- Theatrical release poster
- Directed by: Dick Richards
- Written by: John Kaye
- Produced by: Art Linson; Michael Gruskoff;
- Starring: Sally Kellerman; Mackenzie Phillips; Alan Arkin; Harry Dean Stanton;
- Cinematography: Ralph Woolsey
- Edited by: Walter Thompson
- Music by: Artie Butler
- Distributed by: Warner Bros. Pictures
- Release date: February 2, 1975;
- Running time: 91 minutes
- Country: United States
- Language: English

= Rafferty and the Gold Dust Twins =

1975 film by Dick Richards

Rafferty and the Gold Dust Twins is a 1975 American comedy-drama film directed by Dick Richards and written by John Kaye. The film was the second film credit for Jerry Bruckheimer, who was an associate producer.

==Plot==

Idiotic, alcoholic driving instructor and former Marine Corps sergeant Rafferty lives in poverty near Hollywood, California. He allows two young female hitchhikers, who are seeking to reach New Orleans (as one of them is an aspiring singer), to kidnap him. He eventually enjoys their company, and the three take a road trip to Las Vegas and end up in Tucson, Arizona, with many misadventures and scams to finance their trip along the way.

==Release==
This film was released in the UK on 20 March 1977 as a double bill with Michael Apted's cult film The Squeeze.

NBC purchased the television rights and changed the film's title to Rafferty and the Highway Hustlers.

Warner Paperback Library published a novelization of John Kaye's screenplay by Lillian Roberts. The blurb on the front cover read, "An ex-marine kidnapped by a 6-foot hunk of woman and a "Lolita" with a gun."

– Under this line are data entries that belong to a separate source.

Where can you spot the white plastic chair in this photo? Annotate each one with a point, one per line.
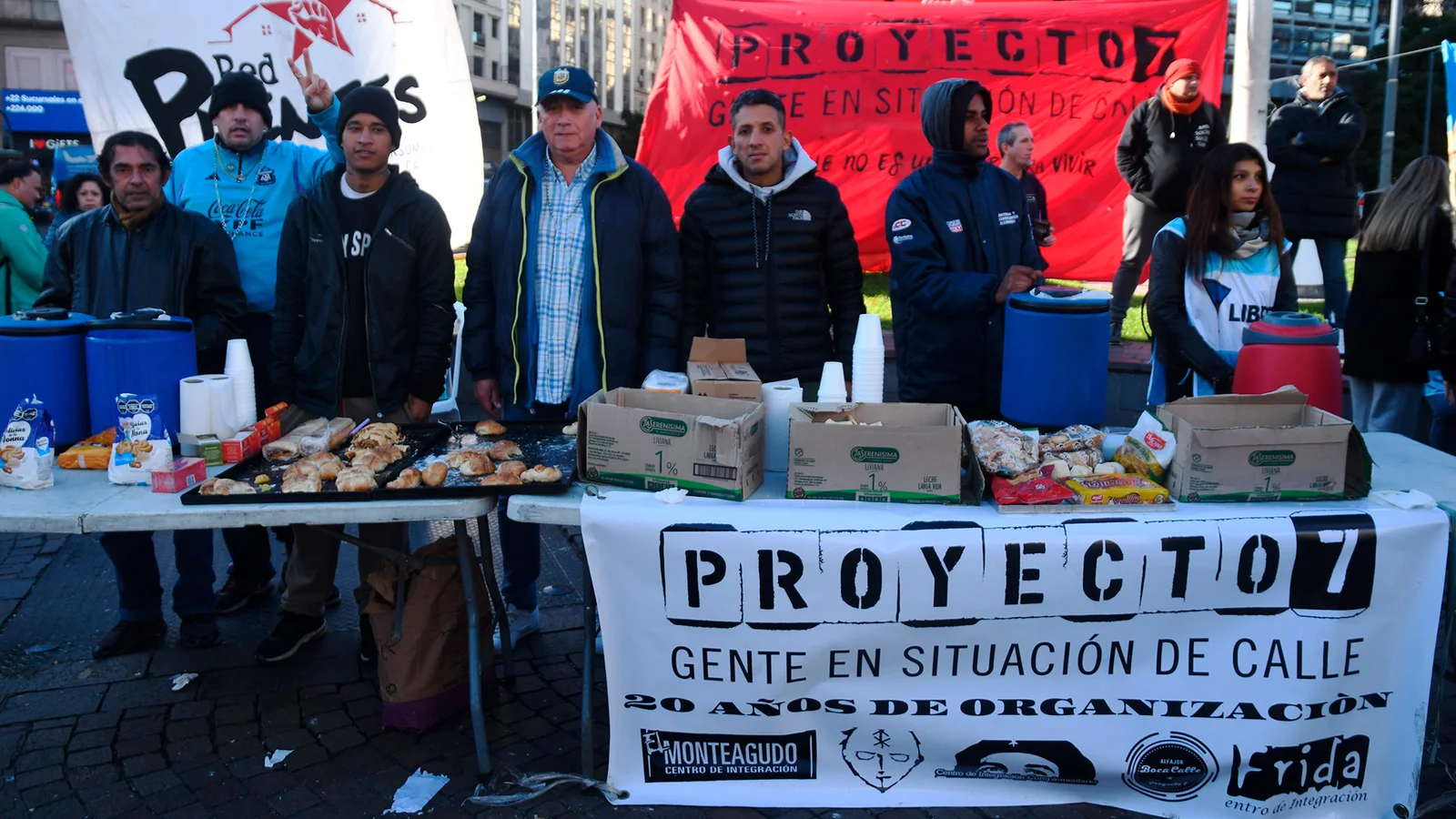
(449, 402)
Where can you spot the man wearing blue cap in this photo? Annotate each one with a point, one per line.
(247, 182)
(574, 285)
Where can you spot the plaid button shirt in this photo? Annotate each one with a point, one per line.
(561, 247)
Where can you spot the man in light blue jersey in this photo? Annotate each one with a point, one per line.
(247, 182)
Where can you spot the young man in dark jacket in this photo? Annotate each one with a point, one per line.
(572, 285)
(788, 278)
(1162, 143)
(960, 244)
(96, 267)
(363, 329)
(1312, 145)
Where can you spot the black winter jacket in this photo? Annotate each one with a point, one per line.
(632, 296)
(956, 227)
(1159, 150)
(410, 299)
(1317, 198)
(1382, 314)
(781, 273)
(178, 261)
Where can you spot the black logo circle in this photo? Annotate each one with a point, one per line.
(1171, 767)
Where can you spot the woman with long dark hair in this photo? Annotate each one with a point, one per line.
(79, 194)
(1215, 271)
(1390, 336)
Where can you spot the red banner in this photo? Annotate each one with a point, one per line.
(852, 73)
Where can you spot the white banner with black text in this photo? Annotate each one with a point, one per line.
(150, 66)
(1215, 662)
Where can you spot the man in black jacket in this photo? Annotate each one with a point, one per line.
(1312, 145)
(1162, 145)
(363, 329)
(786, 280)
(142, 251)
(574, 285)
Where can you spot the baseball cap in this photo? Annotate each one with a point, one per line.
(568, 80)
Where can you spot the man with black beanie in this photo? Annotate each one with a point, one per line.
(247, 182)
(960, 244)
(366, 315)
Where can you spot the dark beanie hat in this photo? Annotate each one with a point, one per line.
(960, 102)
(240, 86)
(370, 99)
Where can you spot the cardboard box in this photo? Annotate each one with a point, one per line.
(914, 457)
(184, 474)
(242, 446)
(1274, 446)
(718, 368)
(659, 440)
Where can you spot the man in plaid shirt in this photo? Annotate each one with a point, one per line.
(574, 285)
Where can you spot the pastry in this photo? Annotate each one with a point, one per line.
(475, 465)
(504, 450)
(541, 474)
(490, 429)
(511, 467)
(436, 474)
(356, 480)
(407, 480)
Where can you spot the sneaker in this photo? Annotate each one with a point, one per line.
(521, 624)
(369, 651)
(237, 595)
(130, 637)
(200, 632)
(288, 636)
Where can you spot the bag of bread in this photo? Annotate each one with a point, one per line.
(91, 453)
(142, 443)
(26, 450)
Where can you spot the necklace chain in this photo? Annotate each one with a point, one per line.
(217, 191)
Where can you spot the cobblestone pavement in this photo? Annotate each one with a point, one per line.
(111, 739)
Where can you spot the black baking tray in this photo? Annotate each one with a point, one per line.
(541, 442)
(419, 438)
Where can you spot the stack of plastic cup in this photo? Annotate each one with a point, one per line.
(832, 383)
(239, 366)
(870, 360)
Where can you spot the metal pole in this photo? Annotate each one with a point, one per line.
(1252, 36)
(1431, 86)
(1392, 80)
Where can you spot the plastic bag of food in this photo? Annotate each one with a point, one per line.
(91, 453)
(1148, 450)
(662, 380)
(26, 450)
(142, 443)
(1002, 450)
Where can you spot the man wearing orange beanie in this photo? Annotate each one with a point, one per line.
(1162, 143)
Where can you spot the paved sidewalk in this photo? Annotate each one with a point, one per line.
(111, 739)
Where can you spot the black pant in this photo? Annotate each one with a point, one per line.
(248, 547)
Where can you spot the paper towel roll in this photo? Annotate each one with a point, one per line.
(197, 407)
(776, 399)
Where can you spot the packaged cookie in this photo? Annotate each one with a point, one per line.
(28, 448)
(142, 443)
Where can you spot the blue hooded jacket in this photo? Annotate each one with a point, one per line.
(284, 172)
(954, 229)
(632, 299)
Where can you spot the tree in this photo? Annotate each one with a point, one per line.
(1368, 86)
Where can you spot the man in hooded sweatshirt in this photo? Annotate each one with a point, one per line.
(1162, 145)
(1312, 143)
(786, 278)
(960, 244)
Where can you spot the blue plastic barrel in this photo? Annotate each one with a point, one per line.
(143, 356)
(43, 353)
(1055, 365)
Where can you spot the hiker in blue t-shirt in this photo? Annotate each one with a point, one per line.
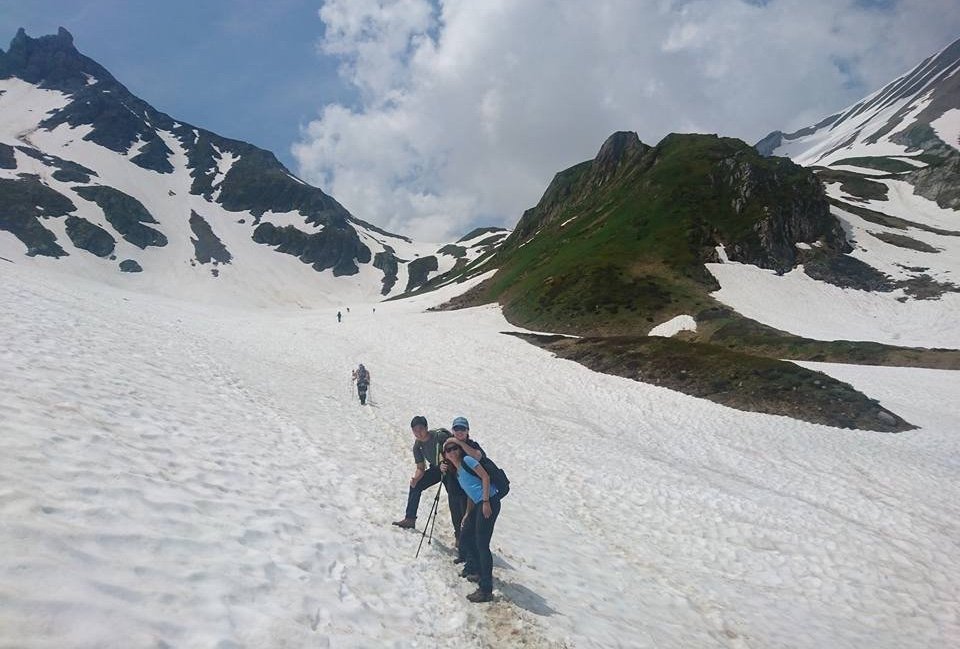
(483, 507)
(456, 498)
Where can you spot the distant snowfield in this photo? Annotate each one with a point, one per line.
(796, 303)
(175, 475)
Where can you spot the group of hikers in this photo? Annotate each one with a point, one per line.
(474, 486)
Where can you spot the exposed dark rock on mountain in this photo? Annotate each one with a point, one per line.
(453, 250)
(207, 246)
(236, 175)
(126, 214)
(476, 232)
(329, 248)
(7, 159)
(620, 241)
(22, 203)
(66, 171)
(387, 262)
(418, 269)
(90, 237)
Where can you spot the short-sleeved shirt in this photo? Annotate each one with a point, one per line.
(472, 484)
(429, 451)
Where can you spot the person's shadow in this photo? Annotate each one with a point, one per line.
(525, 598)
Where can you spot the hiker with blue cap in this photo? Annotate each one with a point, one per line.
(483, 508)
(456, 497)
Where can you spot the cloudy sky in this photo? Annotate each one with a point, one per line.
(431, 116)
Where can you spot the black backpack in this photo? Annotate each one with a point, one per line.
(497, 475)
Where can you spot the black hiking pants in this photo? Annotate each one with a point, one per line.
(475, 539)
(457, 501)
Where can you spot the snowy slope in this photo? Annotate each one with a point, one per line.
(929, 94)
(288, 243)
(183, 476)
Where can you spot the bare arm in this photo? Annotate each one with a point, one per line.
(485, 479)
(476, 454)
(421, 469)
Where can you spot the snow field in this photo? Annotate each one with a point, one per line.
(178, 475)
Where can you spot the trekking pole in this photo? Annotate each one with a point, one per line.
(433, 513)
(435, 508)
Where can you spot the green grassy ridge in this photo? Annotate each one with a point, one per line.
(741, 381)
(725, 328)
(617, 249)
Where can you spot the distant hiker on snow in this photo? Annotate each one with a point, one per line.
(426, 450)
(362, 377)
(483, 508)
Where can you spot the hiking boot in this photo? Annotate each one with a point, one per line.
(478, 596)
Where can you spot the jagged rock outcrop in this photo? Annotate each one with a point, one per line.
(207, 246)
(418, 270)
(230, 174)
(793, 208)
(90, 237)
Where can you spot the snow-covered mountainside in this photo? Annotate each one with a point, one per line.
(895, 121)
(95, 181)
(891, 167)
(222, 487)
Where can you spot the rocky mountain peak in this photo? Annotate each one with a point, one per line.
(50, 61)
(618, 147)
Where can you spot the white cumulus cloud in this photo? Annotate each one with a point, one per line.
(465, 109)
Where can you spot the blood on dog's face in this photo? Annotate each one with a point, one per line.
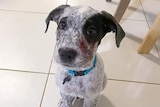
(79, 32)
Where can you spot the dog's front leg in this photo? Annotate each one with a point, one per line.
(91, 102)
(66, 101)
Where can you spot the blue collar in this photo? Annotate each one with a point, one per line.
(85, 72)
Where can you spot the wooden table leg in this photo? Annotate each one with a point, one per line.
(151, 37)
(121, 9)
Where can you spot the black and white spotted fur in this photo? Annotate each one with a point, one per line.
(79, 33)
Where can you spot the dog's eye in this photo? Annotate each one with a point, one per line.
(91, 31)
(63, 24)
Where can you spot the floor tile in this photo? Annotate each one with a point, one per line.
(137, 30)
(125, 63)
(151, 8)
(23, 43)
(134, 10)
(52, 94)
(116, 94)
(18, 89)
(126, 94)
(30, 5)
(98, 5)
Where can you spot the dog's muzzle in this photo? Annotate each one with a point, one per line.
(67, 55)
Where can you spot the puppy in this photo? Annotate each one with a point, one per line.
(80, 72)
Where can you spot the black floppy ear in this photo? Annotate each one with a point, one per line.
(55, 14)
(113, 26)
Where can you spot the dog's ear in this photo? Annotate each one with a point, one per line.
(110, 24)
(55, 14)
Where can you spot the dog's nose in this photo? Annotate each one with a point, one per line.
(67, 55)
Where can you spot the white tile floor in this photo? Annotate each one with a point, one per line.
(27, 69)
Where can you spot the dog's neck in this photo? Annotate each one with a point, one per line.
(85, 72)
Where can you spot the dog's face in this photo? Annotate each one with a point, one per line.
(79, 32)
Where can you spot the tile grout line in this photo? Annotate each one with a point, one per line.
(130, 81)
(149, 26)
(21, 11)
(46, 82)
(23, 71)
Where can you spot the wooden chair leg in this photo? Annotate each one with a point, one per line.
(151, 37)
(121, 9)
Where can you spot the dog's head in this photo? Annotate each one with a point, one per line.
(79, 32)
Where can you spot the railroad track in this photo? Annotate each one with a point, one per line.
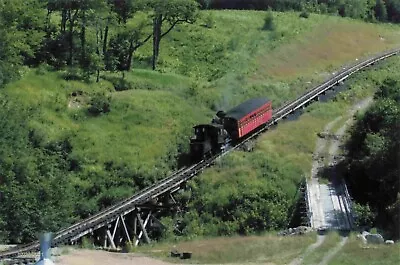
(173, 182)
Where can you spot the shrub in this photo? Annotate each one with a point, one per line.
(100, 103)
(209, 21)
(304, 14)
(269, 22)
(121, 84)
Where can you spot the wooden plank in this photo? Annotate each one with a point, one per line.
(110, 239)
(115, 228)
(143, 228)
(126, 230)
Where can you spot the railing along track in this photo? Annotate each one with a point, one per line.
(106, 216)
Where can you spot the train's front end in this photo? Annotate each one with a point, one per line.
(206, 141)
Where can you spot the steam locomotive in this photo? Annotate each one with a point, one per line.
(229, 127)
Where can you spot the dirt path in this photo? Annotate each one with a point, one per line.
(97, 257)
(326, 200)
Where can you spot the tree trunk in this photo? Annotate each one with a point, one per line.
(70, 38)
(130, 56)
(83, 40)
(105, 37)
(48, 17)
(63, 20)
(157, 23)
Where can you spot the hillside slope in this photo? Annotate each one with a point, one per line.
(72, 163)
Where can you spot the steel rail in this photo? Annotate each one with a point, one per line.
(106, 216)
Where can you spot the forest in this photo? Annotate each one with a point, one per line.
(76, 33)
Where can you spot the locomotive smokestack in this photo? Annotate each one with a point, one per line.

The film was released on Blu-ray by Warner Archive Collection October 14, 2025, this without ever having a standard DVD release.

==Critical reception==
The film received mixed reviews from critics. Richard F. Shepard of The New York Times stated: Rafferty and the Gold Dust Twins passes the time pleasantly enough...several belly laughs and lots of chuckles.